Генрих хотел было сказать, что постарается спасти от любой опасности, даже от бессмертия, но вовремя сообразил, что больной может не понять шутки. Он молча еще раз поправил одеяло.
Франц болезненно покривился. Вероятно, и молчать надо было как-то по-особому, но Генрих побоялся расспрашивать.

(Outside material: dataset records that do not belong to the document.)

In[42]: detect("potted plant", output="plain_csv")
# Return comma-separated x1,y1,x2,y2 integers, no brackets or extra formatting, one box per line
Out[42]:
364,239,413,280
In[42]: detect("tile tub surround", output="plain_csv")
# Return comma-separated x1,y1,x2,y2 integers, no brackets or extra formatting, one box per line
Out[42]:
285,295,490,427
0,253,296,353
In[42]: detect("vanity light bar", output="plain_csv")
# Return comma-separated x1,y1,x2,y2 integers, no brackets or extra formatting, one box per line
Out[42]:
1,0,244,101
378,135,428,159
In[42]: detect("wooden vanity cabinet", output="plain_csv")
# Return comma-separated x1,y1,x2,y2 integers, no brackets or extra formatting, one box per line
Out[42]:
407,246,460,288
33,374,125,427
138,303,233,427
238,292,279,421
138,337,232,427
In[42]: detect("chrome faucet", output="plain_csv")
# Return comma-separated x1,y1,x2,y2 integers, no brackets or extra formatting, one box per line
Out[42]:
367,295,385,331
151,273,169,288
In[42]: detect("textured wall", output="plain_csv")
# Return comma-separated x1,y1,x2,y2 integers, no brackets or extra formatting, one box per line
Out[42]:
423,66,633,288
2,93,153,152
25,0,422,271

— Итак, ты теперь знаешь, что я хвораю бессмертием, — продолжал больной. — О, это сладостная болезнь, но такая беспокойная, такая беспокойная! Так мало возможностей жизни оставляет бессмертие, если бы ты знал! И если бы я это раньше знал! Возможно, я никогда бы не начал работ, создавших у меня бессмертие, представь я себе заранее, что оно несет с собой. И не давал бы Лоренцо углублять его исследования, вместо того чтобы подзадоривать его, как делал все эти три года с такой губительной неосторожностью… Нет, все равно бы продолжал исследования! Ах, мне так трудно говорить, Генрих!

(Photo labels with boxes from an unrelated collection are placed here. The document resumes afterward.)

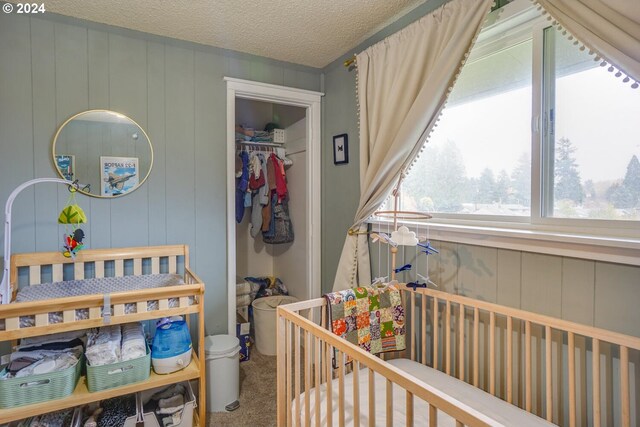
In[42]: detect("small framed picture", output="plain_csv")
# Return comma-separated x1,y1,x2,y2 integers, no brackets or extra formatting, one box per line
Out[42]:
55,154,76,181
100,156,138,196
333,133,349,165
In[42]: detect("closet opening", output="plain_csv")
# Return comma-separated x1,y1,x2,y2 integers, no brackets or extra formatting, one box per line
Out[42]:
225,77,322,334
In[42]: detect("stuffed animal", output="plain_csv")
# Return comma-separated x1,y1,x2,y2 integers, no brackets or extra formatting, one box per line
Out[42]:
62,228,84,258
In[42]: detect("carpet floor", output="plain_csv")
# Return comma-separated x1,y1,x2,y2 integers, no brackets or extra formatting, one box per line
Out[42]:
207,347,276,427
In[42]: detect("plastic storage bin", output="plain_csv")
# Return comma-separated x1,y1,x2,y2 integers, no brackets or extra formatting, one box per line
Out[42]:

Он в изнеможении замолчал. Генрих, стараясь не беспокоить пристальным взглядом, украдкой рассматривал его. Они с Францем не виделись два года. Франц и раньше не отличался ни железным здоровьем, ни физической силой, ни особенной общительностью; худенький, замедленный в движениях, застенчивый человек — таким он был в школе, таким оставался в университете, таким являлся перед студентами и сотрудниками, когда приобрел известность как крупнейший исследователь жизнедеятельности нервных клеток. О нем шутили в дружеском кругу: «Франц потому и занимается синтезом жизни, что ему самому природой отпущено мало жизни».

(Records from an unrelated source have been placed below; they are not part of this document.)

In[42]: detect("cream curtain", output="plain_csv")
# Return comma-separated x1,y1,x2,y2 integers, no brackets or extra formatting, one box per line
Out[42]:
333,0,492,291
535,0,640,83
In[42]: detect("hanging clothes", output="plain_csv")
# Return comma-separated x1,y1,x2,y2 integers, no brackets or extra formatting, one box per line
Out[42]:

За те два года, что Генрих не встречался с ним, Франц прямо-таки зловеще переменился. Если бы кому-нибудь понадобилось продемонстрировать человека, вконец измученного болезнью, Франц отлично бы подошел. Его природная худоба превратилась в ужасающую костлявость, неизменная бледноватость стала мертвенной бледностью, а щеки и лоб так сжались, что как-то и не воспринимались при первом взгляде. Когда больной поворачивался на бок, голова топориком-профилем выставлялась перед грудью. Но болезненно блестящие глаза глядели разумно, это Генрих отметил сразу и с некоторым недоумением: умный взгляд мало вязался с путаной речью.
Франц догадался, с каким чувством Генрих поглядывает на него, и постарался, чтобы слабо наметившаяся на губах улыбка выглядела насмешливой. Он прошептал:
— Да, конечно… Я упустил из виду, что тебе слова мои кажутся бредом. Через несколько минут ты убедишься, что такое впечатление ошибочно. Дай мне немного собраться с силами.